Entretanto, em um sentido amplo, foram os ideólogos da Argentina mitrista e do Império que criaram o "Lopizmo", já no início da guerra, ao responsabilizarem o presidente do Paraguai como o grande e único responsável pelo conflito, posição compartida, 135 anos mais tarde, pelo historiador citado.
A apresentação de Francisco Solano López [1827-1870] como o exclusivo e terrível demiurgo daqueles sucessos permitia definir a guerra como operação contra o 'ditador' diabólico e pela 'libertação' do povo paraguaio, proposta já afixada no tratado de constituição da Tríplice Aliança, em 1865 – "No siendo la guerra contra el pueblo paraguayo sino contra su gobierno [...]". Essa retórica justificativa, que escamoteava os objetivos profundos da Argentina mitrista e do Império, foi retomada acriticamente pela historiografia nacional-patriótica brasileira e argentina.
A 'diabolização' de Solano López foi também funcional aos primeiros governos paraguaios constituídos após a ocupação. Ela retomava a retórica 'antiditatorial' das forças liberais e oligárquicas paraguaias, em geral refugiadas em Buenos Aires, derrotadas quando do estabelecimento do Estado francista [1813-1840] e incapazes de recuperarem plenamente o poder aos governos de Carlos Antonio López [1844-1862] e Francisco Solano López [1862-1870]. A responsabilização obsessiva do Mariscal permitia igualmente que elidissem as razões profundas de terem combatido ao lado da Tríplice Aliança, ou seja, a luta pela instauração plena de ordem liberal-mercantil no país.
Apesar dessa origem longínqua, a historiografia denominou estritamente como Lopizmo o movimento historiográfico revisionista sobretudo – mas não apenas – paraguaio, que realizou inversão radical da leitura do papel de Francisco Solano López. De responsável pelo desastre, ele foi elevado à situação de "personificación milagrera de la energia" paraguaia, nas palavras de Manuel Domínguez, verdadeiro construtor magnífico da resistência contra a invasão e destruição do país. Glorificação que, nos fatos, procedia simples inversão epistemológica de sinal da passada diabolização. O que não permite, porém, identificar, em forma simplista, as raízes e os sentidos dos dois movimentos, por além de suas identidades formais ou não.

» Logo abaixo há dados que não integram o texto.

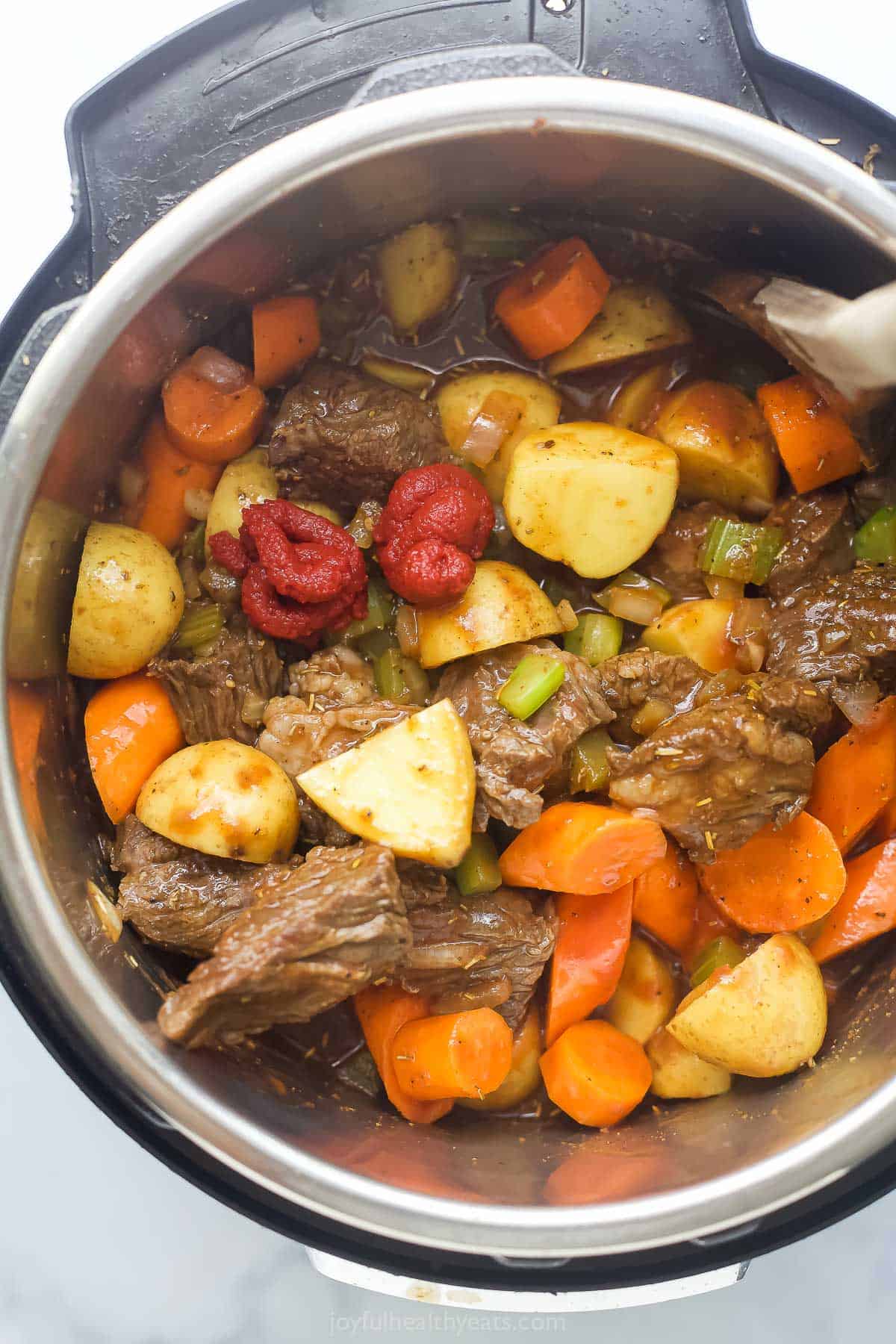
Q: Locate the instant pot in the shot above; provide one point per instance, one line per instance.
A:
(264, 139)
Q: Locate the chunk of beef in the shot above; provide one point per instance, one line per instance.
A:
(673, 558)
(480, 952)
(632, 679)
(839, 632)
(222, 692)
(317, 934)
(818, 537)
(716, 774)
(297, 737)
(516, 759)
(343, 437)
(332, 679)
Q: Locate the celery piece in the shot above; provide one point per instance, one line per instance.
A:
(588, 765)
(721, 952)
(532, 682)
(876, 539)
(742, 551)
(200, 625)
(595, 638)
(479, 870)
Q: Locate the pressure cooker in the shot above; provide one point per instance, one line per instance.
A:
(269, 137)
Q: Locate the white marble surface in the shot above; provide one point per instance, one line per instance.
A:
(99, 1242)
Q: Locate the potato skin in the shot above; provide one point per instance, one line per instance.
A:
(461, 399)
(503, 605)
(128, 603)
(765, 1018)
(246, 480)
(225, 799)
(590, 495)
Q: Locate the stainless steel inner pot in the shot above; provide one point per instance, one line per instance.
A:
(662, 161)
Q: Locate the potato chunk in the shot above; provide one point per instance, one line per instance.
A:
(763, 1018)
(410, 786)
(590, 495)
(128, 603)
(461, 399)
(420, 270)
(726, 450)
(225, 799)
(635, 320)
(503, 605)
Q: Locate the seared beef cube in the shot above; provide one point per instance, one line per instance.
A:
(332, 679)
(297, 737)
(317, 934)
(837, 632)
(480, 952)
(341, 437)
(514, 759)
(223, 692)
(633, 679)
(818, 539)
(715, 776)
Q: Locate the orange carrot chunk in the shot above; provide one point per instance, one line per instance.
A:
(595, 1074)
(458, 1054)
(169, 475)
(867, 906)
(590, 951)
(815, 441)
(582, 847)
(778, 880)
(665, 898)
(382, 1011)
(553, 300)
(131, 727)
(856, 777)
(213, 409)
(285, 334)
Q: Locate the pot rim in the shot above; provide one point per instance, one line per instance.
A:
(714, 131)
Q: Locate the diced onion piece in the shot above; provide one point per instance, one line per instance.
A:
(497, 417)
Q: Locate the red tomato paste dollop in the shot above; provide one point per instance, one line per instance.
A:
(301, 573)
(435, 526)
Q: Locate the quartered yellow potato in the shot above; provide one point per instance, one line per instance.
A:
(410, 786)
(246, 480)
(635, 320)
(503, 605)
(697, 631)
(420, 270)
(225, 799)
(460, 401)
(726, 450)
(590, 495)
(765, 1018)
(677, 1073)
(645, 998)
(128, 603)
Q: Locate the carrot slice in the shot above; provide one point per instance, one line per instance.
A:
(285, 334)
(778, 880)
(213, 420)
(815, 441)
(867, 906)
(595, 1074)
(582, 847)
(169, 475)
(458, 1054)
(856, 777)
(593, 939)
(382, 1011)
(131, 727)
(553, 300)
(665, 898)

Em ambos os casos, tratava-se – e se trata – de personificação romântica e ingênua da história, ao explicar os processos e sentidos profundos dos fatos a partir da ação providencial dos grandes protagonistas, positivos ou negativos. Uma leitura do passado que vê, por exemplo, as vitórias dos exércitos franceses a partir da genialidade de Napoleão, e não como determinação fundamental da constituição de exército nacional-cidadão pela Revolução de 1789. Ou apresenta a bestialidades do nazismo como produto da personalidade patológica de Hitler, e não como desdobramento da sanha contra-revolucionária da burguesia alemã, ameaçada pela revolução.
Apesar de suas origens e conteúdos comumente diversos, o Lopizmo positivo e o Lopizmo negativo afastam e impedem a discussão das razões e das forças sociais profundas que embalaram e determinaram aquele doloroso conflito. Paradoxalmente, impedem, até mesmo, uma apreciação objetiva do papel e influência de Francisco Solano López naquele confronto.

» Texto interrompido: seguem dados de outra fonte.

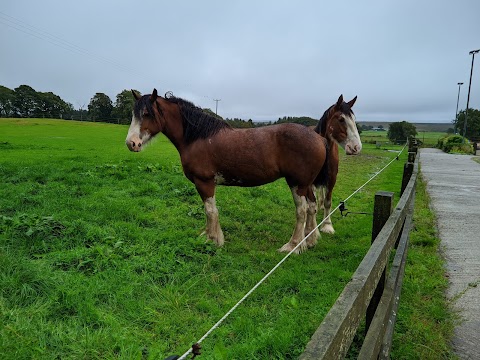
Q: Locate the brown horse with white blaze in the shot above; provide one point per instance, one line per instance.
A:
(212, 153)
(339, 127)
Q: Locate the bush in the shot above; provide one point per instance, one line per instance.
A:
(455, 144)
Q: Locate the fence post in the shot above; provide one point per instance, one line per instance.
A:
(383, 207)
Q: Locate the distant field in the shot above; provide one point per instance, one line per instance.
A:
(101, 258)
(428, 127)
(429, 139)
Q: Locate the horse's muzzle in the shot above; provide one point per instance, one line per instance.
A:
(134, 145)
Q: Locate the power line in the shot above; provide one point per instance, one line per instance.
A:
(216, 104)
(38, 33)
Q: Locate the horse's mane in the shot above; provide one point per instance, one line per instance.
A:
(321, 127)
(144, 102)
(197, 124)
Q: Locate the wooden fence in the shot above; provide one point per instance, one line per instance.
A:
(370, 293)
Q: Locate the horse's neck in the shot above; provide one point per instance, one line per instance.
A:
(173, 126)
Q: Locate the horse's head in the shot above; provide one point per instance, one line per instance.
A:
(338, 124)
(146, 121)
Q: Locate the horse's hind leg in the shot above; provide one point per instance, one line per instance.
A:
(311, 224)
(213, 230)
(327, 226)
(301, 214)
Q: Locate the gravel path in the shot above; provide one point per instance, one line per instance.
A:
(453, 183)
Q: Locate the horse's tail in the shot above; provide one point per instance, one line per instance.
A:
(322, 177)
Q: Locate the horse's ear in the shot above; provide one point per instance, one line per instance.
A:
(154, 96)
(339, 101)
(351, 102)
(135, 95)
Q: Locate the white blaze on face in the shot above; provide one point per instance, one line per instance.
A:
(353, 144)
(135, 139)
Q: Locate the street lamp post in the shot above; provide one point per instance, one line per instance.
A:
(473, 52)
(458, 98)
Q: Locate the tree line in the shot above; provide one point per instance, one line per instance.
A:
(26, 102)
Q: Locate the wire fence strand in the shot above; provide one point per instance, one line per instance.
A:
(232, 309)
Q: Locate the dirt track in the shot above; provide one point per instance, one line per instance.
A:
(453, 183)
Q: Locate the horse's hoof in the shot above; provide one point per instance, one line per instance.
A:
(327, 229)
(288, 247)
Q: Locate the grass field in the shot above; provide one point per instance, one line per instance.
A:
(101, 258)
(429, 139)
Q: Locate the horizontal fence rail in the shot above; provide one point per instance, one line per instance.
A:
(335, 334)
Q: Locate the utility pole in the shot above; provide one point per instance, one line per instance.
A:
(216, 104)
(456, 113)
(473, 52)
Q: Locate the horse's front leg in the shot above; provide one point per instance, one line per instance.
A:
(213, 230)
(327, 226)
(311, 224)
(301, 214)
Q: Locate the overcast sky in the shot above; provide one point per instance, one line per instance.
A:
(263, 59)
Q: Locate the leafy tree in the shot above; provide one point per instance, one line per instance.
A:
(6, 101)
(25, 102)
(401, 131)
(124, 106)
(473, 123)
(52, 106)
(100, 107)
(304, 120)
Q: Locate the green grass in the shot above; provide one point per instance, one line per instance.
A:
(101, 258)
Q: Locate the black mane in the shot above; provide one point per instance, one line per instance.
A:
(197, 124)
(321, 127)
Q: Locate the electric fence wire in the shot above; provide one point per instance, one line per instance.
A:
(232, 309)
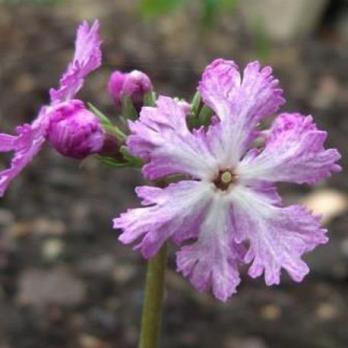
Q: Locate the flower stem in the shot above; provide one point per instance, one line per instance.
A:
(152, 307)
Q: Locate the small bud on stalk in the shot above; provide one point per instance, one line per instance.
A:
(134, 85)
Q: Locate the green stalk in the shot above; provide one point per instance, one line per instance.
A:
(153, 300)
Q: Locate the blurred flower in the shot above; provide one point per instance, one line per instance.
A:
(134, 85)
(75, 131)
(30, 137)
(226, 212)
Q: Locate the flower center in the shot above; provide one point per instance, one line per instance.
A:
(224, 179)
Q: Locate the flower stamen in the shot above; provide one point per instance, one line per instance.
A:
(224, 179)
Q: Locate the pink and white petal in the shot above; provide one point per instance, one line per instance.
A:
(173, 210)
(7, 142)
(162, 138)
(87, 58)
(294, 152)
(25, 146)
(240, 102)
(211, 263)
(277, 236)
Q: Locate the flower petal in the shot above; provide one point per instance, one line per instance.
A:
(162, 137)
(278, 236)
(176, 209)
(87, 58)
(293, 152)
(25, 145)
(212, 261)
(239, 102)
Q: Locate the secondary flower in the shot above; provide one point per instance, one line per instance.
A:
(225, 211)
(30, 137)
(134, 85)
(74, 131)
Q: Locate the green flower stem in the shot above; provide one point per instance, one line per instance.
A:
(152, 307)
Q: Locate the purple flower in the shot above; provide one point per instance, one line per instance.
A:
(74, 131)
(30, 137)
(134, 85)
(226, 211)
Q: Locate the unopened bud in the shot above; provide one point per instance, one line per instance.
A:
(134, 85)
(75, 131)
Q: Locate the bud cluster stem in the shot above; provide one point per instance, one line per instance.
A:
(153, 300)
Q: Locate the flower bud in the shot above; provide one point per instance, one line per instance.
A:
(75, 131)
(134, 85)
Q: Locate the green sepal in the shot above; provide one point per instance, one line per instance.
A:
(128, 110)
(150, 98)
(107, 124)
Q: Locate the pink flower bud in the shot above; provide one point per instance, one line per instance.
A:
(74, 131)
(134, 85)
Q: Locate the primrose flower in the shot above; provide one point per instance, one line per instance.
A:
(225, 212)
(75, 131)
(30, 137)
(134, 85)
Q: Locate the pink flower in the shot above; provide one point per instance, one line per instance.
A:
(134, 85)
(30, 137)
(225, 211)
(74, 131)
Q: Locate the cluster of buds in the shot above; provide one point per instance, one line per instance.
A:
(223, 210)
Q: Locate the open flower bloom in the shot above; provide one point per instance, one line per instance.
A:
(226, 211)
(30, 137)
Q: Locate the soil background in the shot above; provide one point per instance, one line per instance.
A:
(65, 281)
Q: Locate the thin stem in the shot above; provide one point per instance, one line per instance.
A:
(152, 308)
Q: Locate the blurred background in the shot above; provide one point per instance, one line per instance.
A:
(65, 281)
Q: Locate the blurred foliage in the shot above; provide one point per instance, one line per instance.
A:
(209, 8)
(158, 7)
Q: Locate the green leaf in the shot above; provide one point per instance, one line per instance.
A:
(107, 124)
(158, 7)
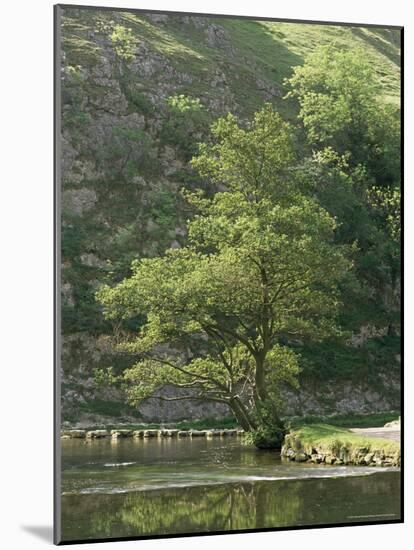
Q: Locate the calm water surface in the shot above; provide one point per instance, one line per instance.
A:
(131, 487)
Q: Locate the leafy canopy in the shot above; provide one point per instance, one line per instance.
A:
(260, 268)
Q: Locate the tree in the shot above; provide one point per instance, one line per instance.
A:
(355, 137)
(260, 269)
(341, 106)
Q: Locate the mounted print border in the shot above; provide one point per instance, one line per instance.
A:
(228, 281)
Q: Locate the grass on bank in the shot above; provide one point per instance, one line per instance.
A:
(329, 439)
(349, 420)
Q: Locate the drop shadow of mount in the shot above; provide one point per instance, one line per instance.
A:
(42, 532)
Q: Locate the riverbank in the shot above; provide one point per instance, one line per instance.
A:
(144, 434)
(328, 444)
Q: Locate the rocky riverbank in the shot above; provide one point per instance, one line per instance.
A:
(166, 433)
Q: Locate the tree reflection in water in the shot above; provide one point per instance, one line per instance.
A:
(227, 507)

A talvez grande explicação para o surgimento do Lopizmo positivo seja a impossibilidade política e ideológica dos seus promotores de explicarem os conteúdos sociais, econômicos, políticos e nacionais profundos da resistência das classes populares paraguaias, mobilizadas, para o bem e para o mal, em torno de Francisco Solano López, que manteve a resistência até sua exaustão. Classes plebéias que empreenderam uma defesa desesperada da organização do país que certamente intuíam que seria destruída, como realmente o foi, através da privatização e venda das terras públicas e do literal aniquilamento físico e social da vasta classe camponesa livre, processo que permitiu a conformação do Paraguai moderno.